Senators have assailed CA ANZ’s efforts to police the big four firms, calling its complaints process “inadequate” in surfacing misconduct and sanction powers an “absolute failure” in dealing with the tax leaks scandal.
It comes as CA ANZ conceded to the Senate inquiry into consulting services on Friday that it had no power to punish Peter-John Collins, the PwC partner that leaked confidential government briefings, despite recently beefing up its by-laws to prosecute former members.
Greens senator Barbara Pocock lashed CA ANZ's regulations as “not adequately surfacing enough poor behaviour", with “very weak” instruments of redress in cases when it was found.
“I am not comforted that we have appropriate machinery in place,” she said.
Labor senator Deborah O’Neill said this meant there was a “double-truck distance” between CA ANZ’s enforcement regime and “where the rubber hits the road”.
“This is absolutely no reflection of what this committee and the other committee and the fourth estate has uncovered.”
CA ANZ amended its by-laws last year to close loopholes around prosecuting former members who breached its ethical framework.

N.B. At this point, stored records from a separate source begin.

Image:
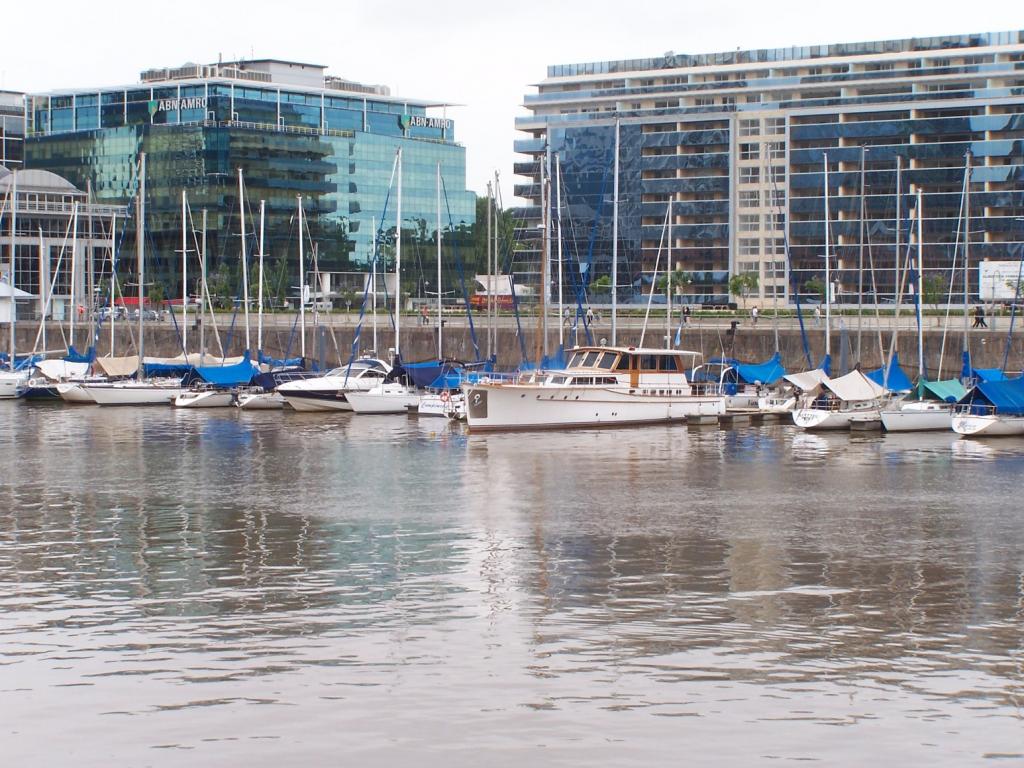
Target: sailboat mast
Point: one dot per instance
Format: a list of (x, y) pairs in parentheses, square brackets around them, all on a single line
[(13, 248), (204, 292), (614, 246), (860, 257), (140, 255), (827, 268), (302, 286), (668, 282), (114, 284), (440, 322), (373, 265), (491, 284), (397, 263), (259, 290), (245, 261), (184, 274), (74, 273), (558, 240), (921, 285), (967, 247)]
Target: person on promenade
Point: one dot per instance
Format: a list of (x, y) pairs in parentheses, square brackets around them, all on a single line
[(979, 317)]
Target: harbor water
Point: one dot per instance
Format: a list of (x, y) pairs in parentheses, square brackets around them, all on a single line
[(184, 588)]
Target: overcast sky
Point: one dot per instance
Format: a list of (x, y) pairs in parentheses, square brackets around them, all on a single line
[(479, 53)]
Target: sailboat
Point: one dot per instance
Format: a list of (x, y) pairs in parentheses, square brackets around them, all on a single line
[(154, 391), (931, 407), (13, 380), (392, 395)]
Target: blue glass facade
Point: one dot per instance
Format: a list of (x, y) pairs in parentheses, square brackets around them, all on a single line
[(735, 143), (336, 151)]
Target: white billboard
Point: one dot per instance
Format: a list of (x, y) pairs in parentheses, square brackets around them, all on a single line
[(997, 281)]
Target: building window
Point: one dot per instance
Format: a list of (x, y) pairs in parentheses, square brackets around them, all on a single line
[(750, 222), (749, 127), (749, 175), (749, 248)]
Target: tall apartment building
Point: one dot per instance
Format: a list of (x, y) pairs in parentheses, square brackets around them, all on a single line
[(294, 130), (733, 146), (11, 129)]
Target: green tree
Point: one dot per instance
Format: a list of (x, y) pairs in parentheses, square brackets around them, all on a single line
[(741, 285), (933, 289), (815, 288), (680, 280)]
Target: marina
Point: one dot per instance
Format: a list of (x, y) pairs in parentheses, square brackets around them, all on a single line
[(311, 582)]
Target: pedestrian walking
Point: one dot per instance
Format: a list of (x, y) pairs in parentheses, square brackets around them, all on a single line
[(979, 317)]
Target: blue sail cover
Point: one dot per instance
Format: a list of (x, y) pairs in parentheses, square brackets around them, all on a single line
[(1006, 396), (266, 359), (76, 356), (422, 374), (897, 382), (168, 370), (240, 374), (769, 372)]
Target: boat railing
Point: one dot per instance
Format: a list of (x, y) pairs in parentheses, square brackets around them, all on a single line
[(974, 409)]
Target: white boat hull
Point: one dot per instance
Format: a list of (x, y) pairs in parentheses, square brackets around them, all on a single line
[(206, 398), (259, 401), (76, 393), (12, 384), (989, 425), (814, 418), (918, 419), (432, 403), (133, 393), (531, 407), (397, 400)]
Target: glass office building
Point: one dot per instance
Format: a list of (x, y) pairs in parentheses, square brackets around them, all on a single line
[(732, 147), (292, 129)]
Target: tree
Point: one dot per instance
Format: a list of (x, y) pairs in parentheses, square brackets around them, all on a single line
[(815, 288), (601, 285), (933, 288), (679, 280), (742, 284)]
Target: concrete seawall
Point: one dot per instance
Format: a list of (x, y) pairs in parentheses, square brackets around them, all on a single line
[(334, 342)]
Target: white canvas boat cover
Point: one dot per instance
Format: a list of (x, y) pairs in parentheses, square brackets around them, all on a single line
[(118, 367), (854, 386), (59, 369), (808, 381), (195, 359)]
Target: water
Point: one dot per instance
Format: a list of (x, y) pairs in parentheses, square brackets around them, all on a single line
[(186, 588)]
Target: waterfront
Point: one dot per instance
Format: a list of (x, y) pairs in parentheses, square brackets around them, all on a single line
[(183, 588)]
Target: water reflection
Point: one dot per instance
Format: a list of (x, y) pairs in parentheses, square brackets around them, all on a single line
[(182, 573)]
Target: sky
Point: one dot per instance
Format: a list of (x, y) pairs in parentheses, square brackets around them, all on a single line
[(478, 54)]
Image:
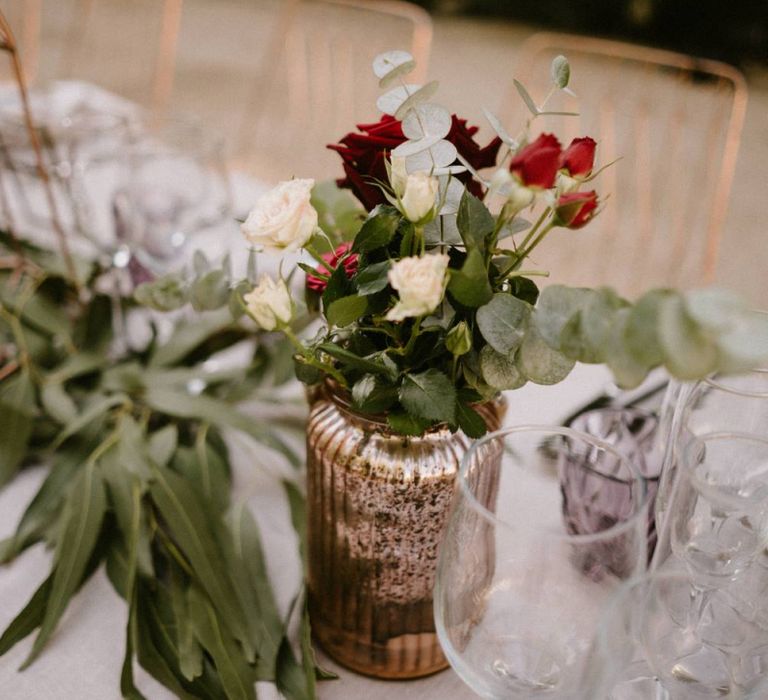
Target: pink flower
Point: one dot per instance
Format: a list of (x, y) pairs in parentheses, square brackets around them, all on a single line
[(317, 284), (536, 165), (576, 209)]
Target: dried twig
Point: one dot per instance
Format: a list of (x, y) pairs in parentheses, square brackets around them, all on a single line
[(8, 43)]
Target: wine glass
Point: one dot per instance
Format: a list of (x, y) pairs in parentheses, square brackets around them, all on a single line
[(518, 596)]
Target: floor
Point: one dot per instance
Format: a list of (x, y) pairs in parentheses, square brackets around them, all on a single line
[(222, 47)]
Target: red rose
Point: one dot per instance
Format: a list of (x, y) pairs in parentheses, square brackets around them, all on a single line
[(579, 158), (317, 284), (576, 209), (536, 165), (364, 155)]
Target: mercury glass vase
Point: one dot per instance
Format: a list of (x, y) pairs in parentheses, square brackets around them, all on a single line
[(377, 508)]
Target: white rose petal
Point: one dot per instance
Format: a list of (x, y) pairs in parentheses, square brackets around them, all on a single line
[(420, 196), (283, 218), (269, 303), (420, 283)]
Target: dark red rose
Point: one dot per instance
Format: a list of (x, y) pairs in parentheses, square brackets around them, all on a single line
[(363, 156), (317, 284), (576, 209), (536, 165), (579, 158)]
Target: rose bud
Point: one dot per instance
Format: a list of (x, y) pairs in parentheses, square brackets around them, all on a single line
[(579, 158), (420, 283), (536, 165), (283, 218), (317, 284), (269, 304), (420, 196), (575, 209)]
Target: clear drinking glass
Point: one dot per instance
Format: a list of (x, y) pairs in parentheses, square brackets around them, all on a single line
[(518, 597)]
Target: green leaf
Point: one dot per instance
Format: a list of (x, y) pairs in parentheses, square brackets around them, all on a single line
[(378, 230), (628, 371), (470, 421), (560, 71), (429, 395), (470, 285), (556, 306), (211, 291), (17, 412), (184, 513), (526, 97), (688, 352), (346, 310), (84, 512), (641, 334), (216, 412), (189, 335), (503, 322), (166, 294), (474, 221), (162, 444), (235, 673), (539, 362), (372, 395), (29, 619), (373, 278), (57, 403), (404, 423), (500, 371)]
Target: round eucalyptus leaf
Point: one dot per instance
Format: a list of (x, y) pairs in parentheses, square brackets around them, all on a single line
[(427, 120), (498, 127), (409, 148), (539, 362), (500, 371), (391, 101), (414, 99), (556, 305), (386, 62), (688, 352), (714, 309)]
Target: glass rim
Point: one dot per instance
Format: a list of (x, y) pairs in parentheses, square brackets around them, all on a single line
[(720, 386), (640, 514), (697, 440)]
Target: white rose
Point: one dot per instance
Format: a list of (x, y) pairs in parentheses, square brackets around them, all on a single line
[(398, 175), (420, 196), (420, 283), (283, 217), (269, 303)]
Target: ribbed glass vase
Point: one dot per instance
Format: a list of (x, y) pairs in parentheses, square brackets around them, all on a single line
[(377, 508)]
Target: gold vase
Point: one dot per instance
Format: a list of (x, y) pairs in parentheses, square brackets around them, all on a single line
[(377, 508)]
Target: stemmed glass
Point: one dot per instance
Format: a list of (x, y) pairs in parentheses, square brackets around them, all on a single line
[(517, 596)]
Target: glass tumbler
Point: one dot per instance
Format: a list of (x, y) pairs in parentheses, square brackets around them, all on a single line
[(517, 596)]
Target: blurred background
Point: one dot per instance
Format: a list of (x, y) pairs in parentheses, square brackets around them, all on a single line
[(278, 79)]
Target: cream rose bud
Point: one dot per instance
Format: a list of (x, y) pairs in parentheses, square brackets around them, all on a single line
[(283, 218), (420, 282), (269, 303), (398, 175), (420, 196)]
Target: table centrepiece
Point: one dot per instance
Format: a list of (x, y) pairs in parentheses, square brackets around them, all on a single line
[(428, 313)]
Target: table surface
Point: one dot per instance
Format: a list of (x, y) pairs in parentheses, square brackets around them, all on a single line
[(84, 657)]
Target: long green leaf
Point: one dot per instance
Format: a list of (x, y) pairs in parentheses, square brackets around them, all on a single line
[(84, 512)]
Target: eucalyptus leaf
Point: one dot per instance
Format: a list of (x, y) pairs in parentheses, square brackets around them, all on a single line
[(429, 395), (84, 512), (503, 322), (541, 363)]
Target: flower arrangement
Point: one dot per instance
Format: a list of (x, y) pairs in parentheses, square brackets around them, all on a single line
[(431, 308)]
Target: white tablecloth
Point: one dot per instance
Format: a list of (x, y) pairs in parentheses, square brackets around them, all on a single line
[(83, 659)]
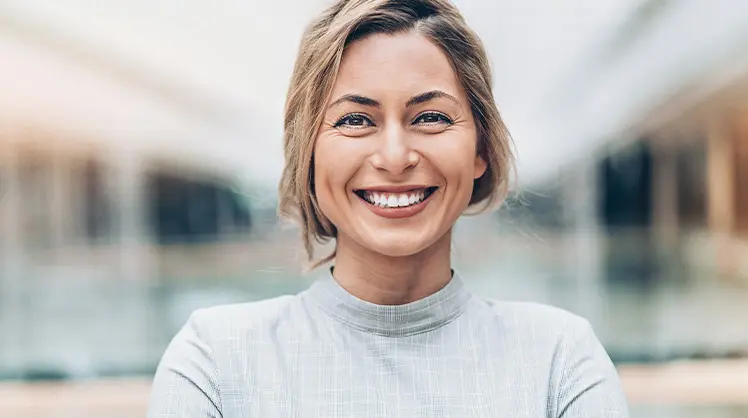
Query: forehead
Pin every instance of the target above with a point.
(390, 64)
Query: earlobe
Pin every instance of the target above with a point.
(480, 167)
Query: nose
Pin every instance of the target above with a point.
(395, 153)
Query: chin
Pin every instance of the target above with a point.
(398, 245)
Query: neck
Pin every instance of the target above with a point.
(386, 280)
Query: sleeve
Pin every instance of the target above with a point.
(186, 381)
(589, 385)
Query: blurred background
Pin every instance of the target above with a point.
(140, 146)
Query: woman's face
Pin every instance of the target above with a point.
(395, 157)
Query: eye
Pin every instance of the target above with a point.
(432, 118)
(354, 121)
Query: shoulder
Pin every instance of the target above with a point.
(544, 328)
(535, 315)
(221, 322)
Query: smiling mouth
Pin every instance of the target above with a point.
(396, 200)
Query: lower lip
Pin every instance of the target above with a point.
(398, 213)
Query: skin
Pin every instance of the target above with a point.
(374, 136)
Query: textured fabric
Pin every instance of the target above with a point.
(325, 353)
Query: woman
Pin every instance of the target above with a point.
(391, 133)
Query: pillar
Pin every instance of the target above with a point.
(665, 194)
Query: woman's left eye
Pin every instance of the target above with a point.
(432, 118)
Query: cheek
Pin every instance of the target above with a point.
(331, 174)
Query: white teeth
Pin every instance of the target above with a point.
(394, 200)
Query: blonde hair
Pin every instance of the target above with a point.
(312, 82)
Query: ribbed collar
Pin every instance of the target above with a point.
(412, 318)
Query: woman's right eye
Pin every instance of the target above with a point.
(354, 121)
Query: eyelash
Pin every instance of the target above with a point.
(440, 118)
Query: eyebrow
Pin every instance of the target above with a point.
(413, 101)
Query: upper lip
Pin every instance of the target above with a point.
(394, 189)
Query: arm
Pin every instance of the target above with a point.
(589, 385)
(185, 384)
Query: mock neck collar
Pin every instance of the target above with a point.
(431, 312)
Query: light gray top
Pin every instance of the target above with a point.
(324, 353)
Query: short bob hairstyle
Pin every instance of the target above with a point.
(312, 82)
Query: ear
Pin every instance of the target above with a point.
(480, 167)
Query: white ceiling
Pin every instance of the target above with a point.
(210, 78)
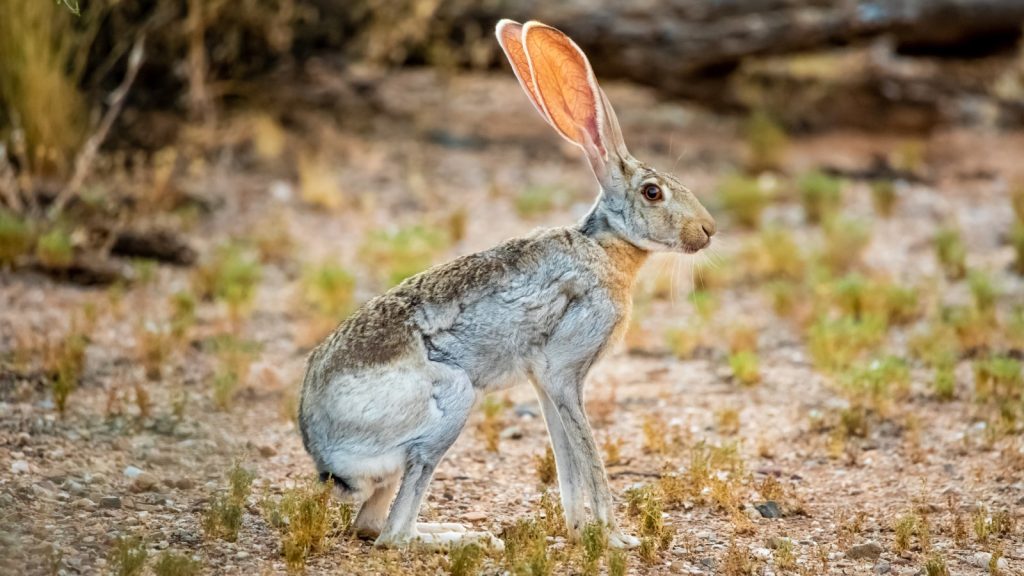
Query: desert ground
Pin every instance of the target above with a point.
(833, 387)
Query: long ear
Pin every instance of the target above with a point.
(509, 35)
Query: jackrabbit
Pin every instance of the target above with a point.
(387, 394)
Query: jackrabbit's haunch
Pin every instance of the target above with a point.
(387, 394)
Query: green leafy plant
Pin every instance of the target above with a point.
(128, 556)
(329, 289)
(398, 254)
(766, 141)
(950, 252)
(743, 199)
(172, 564)
(884, 197)
(820, 195)
(54, 249)
(15, 238)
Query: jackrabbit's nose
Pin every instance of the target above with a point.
(709, 227)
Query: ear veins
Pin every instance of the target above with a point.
(565, 84)
(510, 39)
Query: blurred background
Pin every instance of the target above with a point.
(194, 193)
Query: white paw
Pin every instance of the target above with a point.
(622, 540)
(437, 527)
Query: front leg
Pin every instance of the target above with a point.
(565, 396)
(570, 484)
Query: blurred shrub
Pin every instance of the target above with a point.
(766, 141)
(820, 195)
(743, 199)
(398, 254)
(43, 48)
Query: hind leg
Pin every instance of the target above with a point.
(370, 522)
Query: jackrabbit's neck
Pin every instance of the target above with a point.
(627, 256)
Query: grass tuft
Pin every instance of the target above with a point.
(172, 564)
(128, 556)
(465, 560)
(401, 253)
(820, 195)
(950, 251)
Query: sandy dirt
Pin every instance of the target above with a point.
(68, 488)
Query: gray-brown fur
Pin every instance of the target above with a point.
(389, 391)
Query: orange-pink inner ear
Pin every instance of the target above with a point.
(565, 85)
(511, 39)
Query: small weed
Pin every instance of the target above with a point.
(936, 346)
(998, 381)
(306, 517)
(984, 292)
(655, 435)
(67, 363)
(742, 338)
(835, 344)
(644, 505)
(950, 252)
(54, 249)
(539, 200)
(617, 564)
(1017, 242)
(465, 560)
(884, 197)
(936, 566)
(982, 528)
(1003, 523)
(230, 275)
(784, 558)
(172, 564)
(743, 199)
(223, 518)
(128, 556)
(401, 253)
(683, 342)
(737, 561)
(493, 422)
(766, 141)
(594, 541)
(944, 384)
(15, 238)
(612, 451)
(554, 517)
(775, 255)
(727, 421)
(904, 529)
(845, 242)
(329, 290)
(820, 195)
(546, 469)
(745, 367)
(152, 347)
(879, 382)
(526, 548)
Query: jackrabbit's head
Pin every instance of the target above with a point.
(650, 209)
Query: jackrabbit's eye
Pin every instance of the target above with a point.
(651, 193)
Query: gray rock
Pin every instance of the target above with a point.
(145, 482)
(131, 472)
(867, 550)
(769, 509)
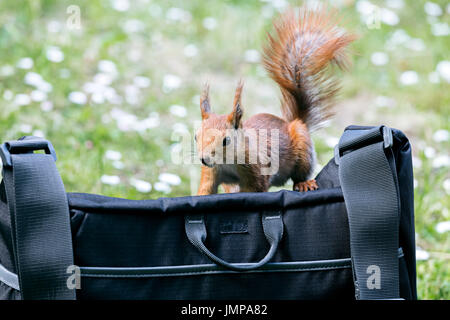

But the body's general counsel, Vanessa Chapman, admitted they did not apply to Mr Collins as he had resigned his membership with the body before the TPB banned him in January 2023.
“The rules that were amended last year come into effect on Governor-General assent, so those provisions were not yet effective," she said.
“That’s the law, unfortunately."
Ms O'Neill called the situation an "absolute failure" and said the body's powers should have gone further to include retrospective sanctions for their breaches.
“You guys have to confront the failures that have happened at a leadership level. And I don't hear in your evidence today that you're sufficiently robustly able to engage at that level with dealing with the problems that we've seen now in the public eye,” she said.
CA ANZ has since put a stop order to prevent other PwC members from resigning to escape sanctions and launched individual investigations into their actions.
The committee also heard evidence that CA ANZ had only sanctioned 17 of its 13,920 big four members in the past seven years.
“That’s a very low rate of sanction,” Ms Pocock said. “Are you satisfied with the rate of sanction that you have?”
CEO Ainslie Van Onselen said: “I’m satisfied that where there is evidence of wrongdoing that actions are undertaken fairly and within due process.”
Ms O’Neill also questioned the complaints reporting process in light of big four employees coming to her office and not the accounting body with concerns about potential ethical breaches.
“People wouldn't be coming to us with these complaints if there was an easy open door to you,” she said.
“Something is really, really not working for CA ANZ.”